John Kelly, a former Marine general, found the White House he is now overseeing unseemly. The New York Times writes:

In his six months as Homeland Security secretary, John F. Kelly often described the White House as one of the most dysfunctional organizations he had ever seen, complained to colleagues and allies about its meddling, incompetence and recklessness, and was once so angry he briefly considered quitting.

Yet after months of entreaties from the man who created and fostered all that dysfunction Kelly despised, he finally accepted a position that will most certainly test his integrity, his leadership skills and his depth of commitment to country. He can count on that because Donald Trump manages to bring everything he touches down to the depths of his low-level vibration—he is currently destroying U.S. standing in the world at record pace. Still, Kelly is reportedly giving it his Marine best.

Mr. Kelly cuts off rambling advisers midsentence. He listens in on conversations between cabinet secretaries and the president. He has booted lingering staff members out of high-level meetings, and ordered the doors of the Oval Office closed to discourage strays. He fired Anthony Scaramucci, the bombastic New Yorker who was briefly the communications director, and has demanded that even Mr. Trump’s family, including his daughter Ivanka Trump and son-in-law, Jared Kushner, check with him if they want face time with the president.

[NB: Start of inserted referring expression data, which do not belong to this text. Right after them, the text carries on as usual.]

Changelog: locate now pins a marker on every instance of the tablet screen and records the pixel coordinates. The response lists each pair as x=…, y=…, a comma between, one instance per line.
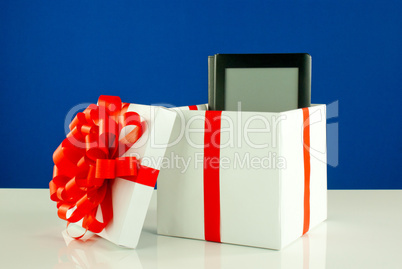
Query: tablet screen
x=261, y=89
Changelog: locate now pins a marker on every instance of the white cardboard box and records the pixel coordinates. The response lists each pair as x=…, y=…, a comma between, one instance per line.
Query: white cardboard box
x=130, y=200
x=263, y=171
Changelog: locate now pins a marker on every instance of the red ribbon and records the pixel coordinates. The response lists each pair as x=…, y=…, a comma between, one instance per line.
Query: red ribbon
x=306, y=156
x=212, y=141
x=89, y=155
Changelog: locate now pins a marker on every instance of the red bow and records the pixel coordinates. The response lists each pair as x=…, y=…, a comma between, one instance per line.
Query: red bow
x=90, y=154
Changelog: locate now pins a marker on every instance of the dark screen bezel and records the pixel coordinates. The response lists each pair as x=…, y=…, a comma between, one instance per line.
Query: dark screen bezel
x=302, y=61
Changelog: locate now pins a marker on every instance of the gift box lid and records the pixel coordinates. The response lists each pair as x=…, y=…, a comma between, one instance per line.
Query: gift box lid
x=130, y=184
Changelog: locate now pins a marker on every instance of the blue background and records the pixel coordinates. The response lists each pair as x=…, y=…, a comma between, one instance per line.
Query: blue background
x=56, y=54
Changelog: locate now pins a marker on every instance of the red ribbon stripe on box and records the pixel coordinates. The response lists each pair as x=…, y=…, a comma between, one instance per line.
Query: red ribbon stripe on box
x=212, y=132
x=90, y=156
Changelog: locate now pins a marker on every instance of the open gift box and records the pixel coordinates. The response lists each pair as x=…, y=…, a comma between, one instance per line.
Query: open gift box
x=248, y=178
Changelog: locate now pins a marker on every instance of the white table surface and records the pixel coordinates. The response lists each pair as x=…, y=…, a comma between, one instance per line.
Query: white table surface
x=363, y=230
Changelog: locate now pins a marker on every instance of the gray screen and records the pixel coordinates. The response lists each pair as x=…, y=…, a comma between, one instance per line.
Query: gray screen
x=261, y=89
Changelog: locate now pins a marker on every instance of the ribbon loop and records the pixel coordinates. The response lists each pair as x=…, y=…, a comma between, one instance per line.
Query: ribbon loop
x=89, y=157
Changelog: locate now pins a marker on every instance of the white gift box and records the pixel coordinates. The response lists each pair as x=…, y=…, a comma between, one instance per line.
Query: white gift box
x=130, y=200
x=248, y=178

On Wednesday, his third day on the job, he delivered a message about respecting chains of command, backing the decision of Lt. Gen. H. R. McMaster, the national security adviser, to dismiss Ezra Cohen-Watnick, a Kushner ally and staff member on the National Security Council. It was a move Mr. Kushner and Stephen K. Bannon, the president’s chief strategist, had long opposed, according to two administration officials.

The internal tension here is obvious, and everyone in Washington is bent on conjecturing about whether buttoned-up Kelly can succeed in containing meltdown Trump.

But the whole bargain has sort of a no-win proposition to it. The nation needs someone to babysit Trump, who clearly presents a danger to our national security. Who knows when some errant Trump tweet might launch a war?

On the other hand, Kelly’s relative success also poses a threat to the very foundations of our democracy. What does it mean to have a former general, with all his military instincts and connections, exercising such hyper-vigilant control within the White House? And if Kelly does manage to improve efficiencies in the West Wing which would presumably spread throughout the administration, he will be helping to give expression to Trump’s most regrettable policies, such as unleashing law enforcement officials to target immigrants and people of color with impunity.

The one saving grace of Trump’s White House has been the baffling level of incompetence that spills forth from it on a daily, near hourly basis. Kelly’s success would breathe new life into a monster that has been at least partially hobbled by the failings of its creator. But his failure leaves our nation and the world at grave risk.